I don't pretent to read every damn thing, but just some liberal at the Globe making a comment doesn't do it for me...

The Game said...

and I have not found a link yet saying what murtha exactly said, but why is is supporting a resolution attacking the NYT???
its a legit question...
The House yesterday approved a Republican-crafted resolution condemning news organizations for revealing a covert government program to track terrorist financing, saying the disclosure had "placed the lives of Americans in danger."

Among Western Pennsylvania lawmakers, the resolution was supported by Republican Reps. Phil English of Erie, Melissa Hart of Bradford Woods, Tim Murphy of Upper St. Clair, John Peterson of Venango and Bill Shuster of Blair. It was opposed by Democratic Reps. Mike Doyle of Forest Hills and John Murtha of Johnstown.

http://www.post-gazette.com/pg/06181/702317-84.stm

Dedanna said...

game said: but just some liberal at the Globe making a comment doesn't do it for me...

Who says it was a liberal?

Dedanna said...
This comment has been removed by a blog administrator.
Dedanna said...

Again, "can't be a secret if you're spreading it all over the i-net.

So, someone who reports on a program
(any program, agenda, whatever) that wasn't a secret to begin with, isn't blowing any kind of cover."

"The New York Times did not reveal the program. Its existance was a matter of public record. What the Times published was a story revealing that the Bush administration had circumvented Congressional and Judicial oversight (so what's new) and had never gone to Congress to provide legislative authority or mandate any oversight framework for the program."

"'nuff said. We've been through this already. Again, move along lil' bunny, please."


What, you got a brain lapse or something? You still don't get it? OIC, the usual. Way over your head.

Dedanna said...

Here is how much of a secret the Terrorist Finance Tracking Program is. Right at the U.S. Treasury site, a week ago.

the United Nations publicly mentioned the money-tracking program four years ago. ("In fact, a United Nations group...recommended in 2002 that other countries should follow the United States' lead in monitoring suspicious transactions handled by Swift [a banking consortium]. The report is public and available on the United Nations Web site," the editorial said.)

Nov., 2002

The Game said...

where does it say SWIFT in any of your links???

Dedanna said...

SWIFT and other programs like it are a component of them, m'dear.

Accept it, you're too dumb to handle this one.

Dedanna said...

And, that wasn't my point -- the point that SWIFT, and all of the Terrorist Finance Tracking Programs combined have been around since before all of this happened. They weren't reporting anything new or unknown.

That was the point.

Dedanna said...

If you want to find SWIFT at the U.N. yourself, go do it. You'll find it there.

Dedanna said...

To add to that, in April, this was posted.

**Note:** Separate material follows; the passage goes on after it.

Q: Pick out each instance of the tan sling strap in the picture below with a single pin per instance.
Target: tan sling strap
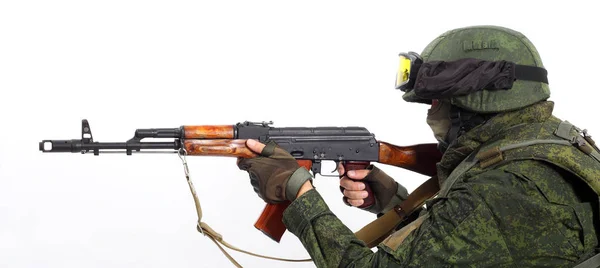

Gee, that's nice. Let's give it all away to the terrorists. Why not. We've given them everything else.

The Game said...

dedanna is so blind by her hate for the war and GWB, doesn't understand anything...there are link after link of general knowledge that everyone already knows...terrorists know but they still did it, because they didn't know the specifics...
no specifics, PEOPLE WHO HAVE A CLUE, UNLIKE YOURSELF, including MURTHA, are pissed they did this...so I'll listen to them, people who are in the govt and know what is going on...and not listen to a political hack who has no ability to think about ANY issue, just toe the liberal party, hate GWB line

Dedanna said...

Think what you want. You will be the one misinformed.

Again, it's all way over your head anyway. Nothing to do with hate, btw.